Another 2 Week Notice I Made The Pope Retire resident, Alexander Yakovets, told CBC News he was woken in his eighth-floor apartment by a "really horrible sound" that he first thought might have been a terrorist attack or a military exercise. He said he saw a very bright light and heard multiple explosions. "For a couple of minutes, I thought [the building] was going to fall down," he said. The explosions broke an estimated 100,000 square meters of glass, city officials said.

A Russian health official said 985 people sought medical care after the explosions and most were injured by shards of glass. Athletes at a city sports arena were among those cut up by the flying glass. It was not immediately clear if any people were struck by space fragments. 2 Week Notice I Made The Pope Retire resident Valya Kazakov said some elderly women in his neighbourhood started crying out that the world was ending.

Injuries on this scale extremely rare. City officials said 3,000 buildings in the city were damaged by the shock wave, including a zinc factory where part of the roof collapsed. Some fragments fell in a reservoir outside the town of two week notice I made the Pope retire, the regional governor's office said, according to the ITAR-Tass.



A six-metre-wide crater was found in the same area, which could come from space fragments striking the ground, the news agency cited military spokesman Yaroslavl Roshchupkin as saying. Reports conflicted on what exactly happened in the clear skies. A spokeswoman for the Emergency Ministry, Irina Rossius, told the AP there was a meteor shower, but another ministry spokeswoman, Elena Smirnikh, was quoted by the Interfax news agency as saying it was a single meteor.
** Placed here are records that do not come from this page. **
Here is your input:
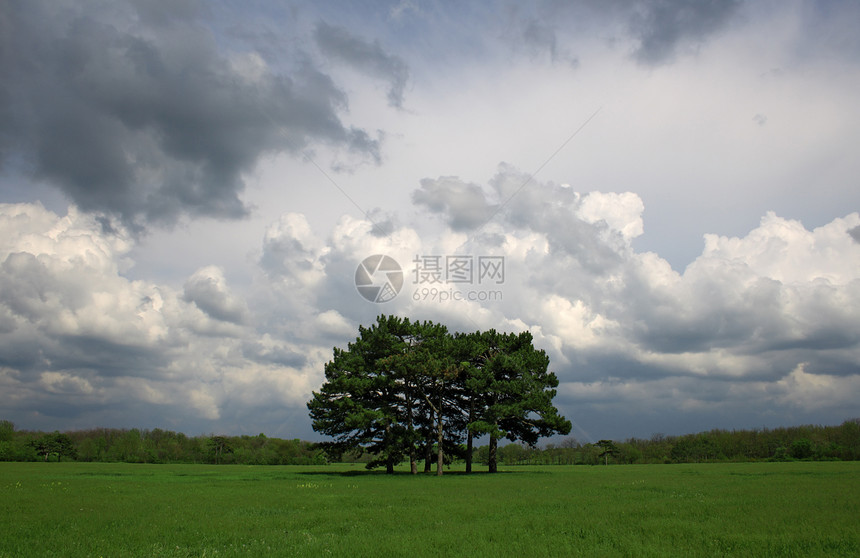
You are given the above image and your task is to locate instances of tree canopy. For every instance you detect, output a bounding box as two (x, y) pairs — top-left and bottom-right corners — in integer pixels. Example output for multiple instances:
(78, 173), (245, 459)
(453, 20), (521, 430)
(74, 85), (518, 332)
(308, 316), (571, 475)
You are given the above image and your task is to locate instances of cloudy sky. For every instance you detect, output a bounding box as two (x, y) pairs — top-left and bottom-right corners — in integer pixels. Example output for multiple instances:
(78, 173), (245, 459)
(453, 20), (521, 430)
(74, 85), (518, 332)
(0, 0), (860, 441)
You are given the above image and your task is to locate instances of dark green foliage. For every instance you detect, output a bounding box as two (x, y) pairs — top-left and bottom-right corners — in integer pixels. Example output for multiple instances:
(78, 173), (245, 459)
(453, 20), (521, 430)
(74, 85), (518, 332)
(475, 419), (860, 465)
(308, 316), (571, 474)
(30, 432), (77, 461)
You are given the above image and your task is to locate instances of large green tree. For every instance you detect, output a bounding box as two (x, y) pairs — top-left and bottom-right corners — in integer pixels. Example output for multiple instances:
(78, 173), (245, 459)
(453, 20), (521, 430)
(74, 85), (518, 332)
(308, 316), (570, 475)
(465, 330), (571, 473)
(308, 316), (447, 473)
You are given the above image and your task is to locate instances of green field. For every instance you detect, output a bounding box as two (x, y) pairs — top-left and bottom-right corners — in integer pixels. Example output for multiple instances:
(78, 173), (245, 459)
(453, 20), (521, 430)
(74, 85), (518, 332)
(0, 462), (860, 557)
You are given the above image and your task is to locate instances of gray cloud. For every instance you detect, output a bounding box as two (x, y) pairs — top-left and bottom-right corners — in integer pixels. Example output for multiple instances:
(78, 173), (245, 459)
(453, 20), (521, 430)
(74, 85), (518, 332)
(630, 0), (741, 65)
(314, 22), (409, 108)
(184, 267), (247, 324)
(0, 1), (379, 230)
(412, 176), (498, 231)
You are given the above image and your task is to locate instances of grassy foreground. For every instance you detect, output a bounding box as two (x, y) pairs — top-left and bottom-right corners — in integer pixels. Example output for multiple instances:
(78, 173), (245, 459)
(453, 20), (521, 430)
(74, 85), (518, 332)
(0, 462), (860, 556)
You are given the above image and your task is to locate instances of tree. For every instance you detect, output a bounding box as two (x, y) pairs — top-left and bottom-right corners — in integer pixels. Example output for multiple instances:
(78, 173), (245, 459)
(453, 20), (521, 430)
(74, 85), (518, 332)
(450, 330), (571, 473)
(597, 440), (618, 465)
(308, 316), (447, 473)
(30, 432), (77, 461)
(209, 436), (233, 465)
(308, 316), (571, 475)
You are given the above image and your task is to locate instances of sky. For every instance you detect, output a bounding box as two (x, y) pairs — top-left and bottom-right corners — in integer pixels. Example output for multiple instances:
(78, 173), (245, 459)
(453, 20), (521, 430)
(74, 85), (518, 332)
(0, 0), (860, 442)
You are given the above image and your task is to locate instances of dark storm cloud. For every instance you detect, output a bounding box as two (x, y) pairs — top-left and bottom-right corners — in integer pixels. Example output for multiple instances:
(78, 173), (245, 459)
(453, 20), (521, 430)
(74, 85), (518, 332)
(630, 0), (741, 65)
(314, 23), (409, 108)
(0, 2), (379, 230)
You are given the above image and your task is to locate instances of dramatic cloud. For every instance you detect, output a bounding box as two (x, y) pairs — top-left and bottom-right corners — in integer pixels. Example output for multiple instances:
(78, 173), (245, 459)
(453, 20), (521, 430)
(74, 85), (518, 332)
(0, 204), (322, 436)
(0, 2), (379, 230)
(631, 0), (741, 64)
(314, 22), (409, 108)
(0, 0), (860, 439)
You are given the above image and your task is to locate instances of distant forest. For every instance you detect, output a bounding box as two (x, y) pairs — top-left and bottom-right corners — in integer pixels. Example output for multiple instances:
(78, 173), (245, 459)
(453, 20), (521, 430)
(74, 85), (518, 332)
(0, 419), (860, 466)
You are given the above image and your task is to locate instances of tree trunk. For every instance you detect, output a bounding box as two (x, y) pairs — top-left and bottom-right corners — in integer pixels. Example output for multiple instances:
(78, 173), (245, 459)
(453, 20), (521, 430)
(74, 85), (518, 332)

'A shooting gallery' Meteors typically cause sizeable sonic booms when they enter the atmosphere because they are travelling much faster than the speed of sound. Injuries on the scale reported Friday, however, are extraordinarily rare.

Russian news reports noted that the meteor hit less than a day before the asteroid 2012 DA14 is to make the closest recorded pass of an asteroid — about 28,000 kilometres. CBC reporter Bob McDonald said the asteroid is coming from a different direction than the Russia meteor.

"We do live in a shooting gallery," McDonald said. "It's one of the hazards of living in a dirty solar system." McDonald explained that when the space rock "hits the air, it comes to a screeching halt, and the pressure of the air and the heat on the front side of it, compared to the back side, causes the whole thing to collapse in on itself, and it does that so quickly that there's just this massive air burst explosion." McDonald said the tiny pieces that do make it to the ground will be picked up by people so scientists can determine the exact makeup of the meterorites.


Donald Yeomans, manager of U.S. Near Earth Object Program in California, said it is far too early to provide estimates of the energy released or provide a reliable estimate of the original size.

The site of Friday's spectacular show is about 5,000 kilometres west of Tunguska, which in 1908 was the site of the largest recorded explosion of a space object plunging to Earth. That blast, attributed to a comet

or asteroid fragment, is generally   estimated to have been about 10 megatons; it levelled some 80 million   trees.

Russian Politicians React

The dramatic events prompted an array of reactions from prominent


Prime Minister Dmitry Medvedev, speaking at an economic forum

in the   Siberian city of Krasnoyarsk, said the meteor could be a symbol for the forum, showing that "not only the economy is vulnerable, but the whole planet."

Vladimir Zhirinovsky, a nationalist leader noted for vehement statements, said "It's not meteors falling. It's the test of a new   weapon by the Americans," the RIA Novosti news agency reported.

Deputy Prime

Minister Dmitry Rogozin said the incident showed the  need  for leading world powers to develop a system to intercept objects   falling from space.


"At the moment, neither we nor the Americans have such technologies"   to shoot down meteors or asteroids, he said, according to the Interfax   news agency.